Thinking through some scenarios: In what scenarios would this not work? If there is a read-only OME-Zarr somewhere. But then: Where would the Fractal workflow save any output (as it needs to go into the OME-Zarr) => there may be workflows that require some type of Copy OME-Zarr (or subset of it) before it's on storage that Fractal can write to.

In that case: Import OME-Zarr without writing ROI tables. Then copy OME-Zarr (subset?). Then add ROI tables (e.g. through import OME-Zarr again, but this time importing the newly created copy?) Or have the copy task gain that functionality?


Are there other reasons to modify an OME-Zarr during import?

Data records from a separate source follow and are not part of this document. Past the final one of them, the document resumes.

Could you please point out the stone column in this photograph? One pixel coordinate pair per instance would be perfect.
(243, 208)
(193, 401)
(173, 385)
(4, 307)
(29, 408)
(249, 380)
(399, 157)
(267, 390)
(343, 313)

  1. Modifying the image data => that should be the job of tasks afterwards
  2. Modifying the label data => that should be the job of tasks afterwards
  3. Modifying metadata: Maybe. But we could eventually do e.g. a Pydantic NGFF model check on the OME-Zarr we're importing. And even further down the road, maybe there's a set of things where Fractal pushes beyond the current spec => import would add that relevant metadata if it's required.

Modifying metadata may actually be something we'd want to allow, e.g. to add the wavelength_id parameter to the Omero tables. Not sure whether we'll work well with OME-Zarrs without that one.


My conclusion:

  1. The "Create OME-Zarr ROI table" functionality should probably be a library function that could be used in different places
  2. The Import OME-Zarr task by default should create OME-Zarr ROI tables
  3. There may be additional metadata modifications that could become necessary in the future.